# PASEANDO POR CENTROS COMERCIALES LIMEÑOS



## Liquido (Apr 3, 2005)

Jose Perez said:


> Me refiero que no estan a nivel de esos malls pero claro tienes razon,el Real Plaza me gusta mucho mas que el Megaplaza,Primavera Park etc.Tal vez el Real Plaza si este bien,el quinde aun no conozco,pero el de Piura y Arequipa estan demasiado chiquitos,especialmente el mall piurano.

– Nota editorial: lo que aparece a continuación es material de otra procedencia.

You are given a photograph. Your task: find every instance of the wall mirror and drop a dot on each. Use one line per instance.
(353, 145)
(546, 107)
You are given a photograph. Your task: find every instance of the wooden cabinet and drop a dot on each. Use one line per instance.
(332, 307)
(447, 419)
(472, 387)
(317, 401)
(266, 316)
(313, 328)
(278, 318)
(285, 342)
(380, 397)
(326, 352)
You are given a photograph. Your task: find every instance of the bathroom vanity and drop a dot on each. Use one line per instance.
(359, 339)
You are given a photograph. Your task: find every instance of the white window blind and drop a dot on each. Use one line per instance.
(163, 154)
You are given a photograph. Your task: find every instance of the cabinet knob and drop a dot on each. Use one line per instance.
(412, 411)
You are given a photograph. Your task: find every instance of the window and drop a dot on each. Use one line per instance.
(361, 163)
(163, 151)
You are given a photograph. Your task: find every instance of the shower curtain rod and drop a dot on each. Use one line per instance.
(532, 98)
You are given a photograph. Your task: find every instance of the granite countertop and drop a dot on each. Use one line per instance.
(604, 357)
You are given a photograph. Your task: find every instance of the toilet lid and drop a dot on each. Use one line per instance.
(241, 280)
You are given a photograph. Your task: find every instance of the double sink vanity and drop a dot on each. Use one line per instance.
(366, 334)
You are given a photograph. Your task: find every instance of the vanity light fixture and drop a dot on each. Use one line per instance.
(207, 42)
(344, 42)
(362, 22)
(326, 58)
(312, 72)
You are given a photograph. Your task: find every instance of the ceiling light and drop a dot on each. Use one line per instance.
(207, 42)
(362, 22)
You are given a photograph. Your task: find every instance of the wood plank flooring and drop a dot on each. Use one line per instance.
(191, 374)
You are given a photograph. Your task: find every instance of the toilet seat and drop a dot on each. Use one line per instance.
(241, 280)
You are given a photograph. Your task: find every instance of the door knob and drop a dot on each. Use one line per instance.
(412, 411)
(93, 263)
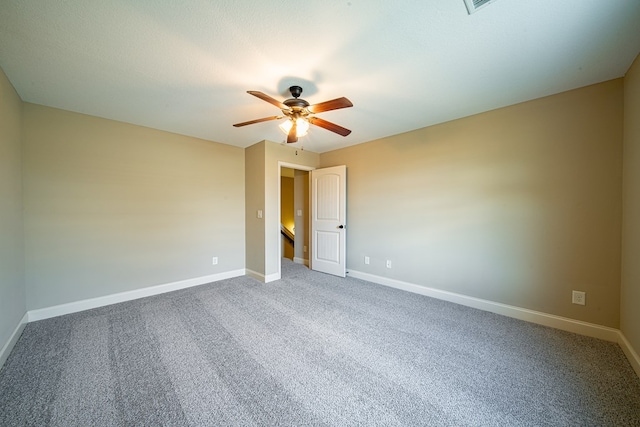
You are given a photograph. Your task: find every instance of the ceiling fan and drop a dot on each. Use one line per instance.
(300, 113)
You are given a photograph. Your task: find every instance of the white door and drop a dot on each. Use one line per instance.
(328, 216)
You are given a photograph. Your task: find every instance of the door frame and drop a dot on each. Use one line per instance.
(281, 165)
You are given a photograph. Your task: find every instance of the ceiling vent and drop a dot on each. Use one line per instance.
(475, 5)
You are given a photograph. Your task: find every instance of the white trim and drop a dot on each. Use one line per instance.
(558, 322)
(631, 354)
(13, 339)
(301, 261)
(87, 304)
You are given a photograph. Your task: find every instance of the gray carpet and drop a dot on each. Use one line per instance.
(309, 349)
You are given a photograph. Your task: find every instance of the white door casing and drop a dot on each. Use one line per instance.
(328, 220)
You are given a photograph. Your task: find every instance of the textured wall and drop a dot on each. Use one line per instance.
(113, 207)
(519, 205)
(630, 292)
(12, 292)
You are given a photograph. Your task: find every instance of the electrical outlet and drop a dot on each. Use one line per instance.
(578, 297)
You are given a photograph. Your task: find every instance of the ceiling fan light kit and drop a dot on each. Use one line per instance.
(300, 114)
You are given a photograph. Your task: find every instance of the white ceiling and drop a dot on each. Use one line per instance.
(185, 65)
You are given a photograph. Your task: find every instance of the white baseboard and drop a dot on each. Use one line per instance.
(631, 354)
(76, 306)
(301, 261)
(558, 322)
(13, 339)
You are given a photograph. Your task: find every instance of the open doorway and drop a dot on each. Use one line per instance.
(294, 215)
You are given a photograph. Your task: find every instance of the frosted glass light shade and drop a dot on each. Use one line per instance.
(301, 130)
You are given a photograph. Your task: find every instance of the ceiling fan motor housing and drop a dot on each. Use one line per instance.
(296, 91)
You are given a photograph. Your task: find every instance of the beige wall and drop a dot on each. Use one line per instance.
(519, 205)
(630, 291)
(113, 207)
(12, 292)
(254, 201)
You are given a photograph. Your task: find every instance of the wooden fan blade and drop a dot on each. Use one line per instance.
(334, 104)
(329, 126)
(293, 133)
(265, 119)
(267, 98)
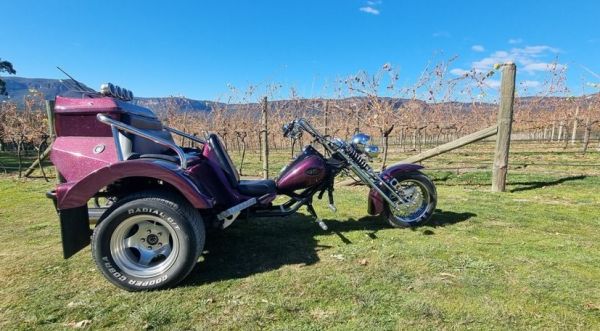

eso si tienes razon sobre el mall de arequipa y piura, pero yo pienso que el quinde de cajamarca y el real plaza chiclayo estan al nivel de un mall intermedio de lima.


----------



## Trickmetwice17 (Dec 2, 2005)

wau!! bravazas fotos. pero una cosita tu las tomast no? como hiciste cn la del fashin mall de Larcomar....con parapente?? 

weno d toas formas tan buenazas gracias x compartir


----------



## Pocas Cosas (Feb 2, 2006)

Chévre las fotos!!!!!!


----------



## ARISTEL (Aug 14, 2006)

muy bonitas fotos! Larcomar me parece mas un centro para entretenimiento que un mall, pero me encanta ese lugar, la vista es preciosa!


----------



## J Block (Feb 16, 2004)

Trickmetwice17 said:


> wau!! bravazas fotos. pero una cosita tu las tomast no? como hiciste cn la del fashin mall de Larcomar....con parapente??
> 
> weno d toas formas tan buenazas gracias x compartir


Obvio que las tomé yo. Las del Fashon Mall las tomé desde Larcomar...por el Vivaldino.


----------



## Vane de Rosas (May 8, 2005)

Ahhh vaya!!!! pensè que te habias animado a subirte a un parapente!!!! pues el pròximo año, te reto a que nos subamos !!!!!!!!!!


----------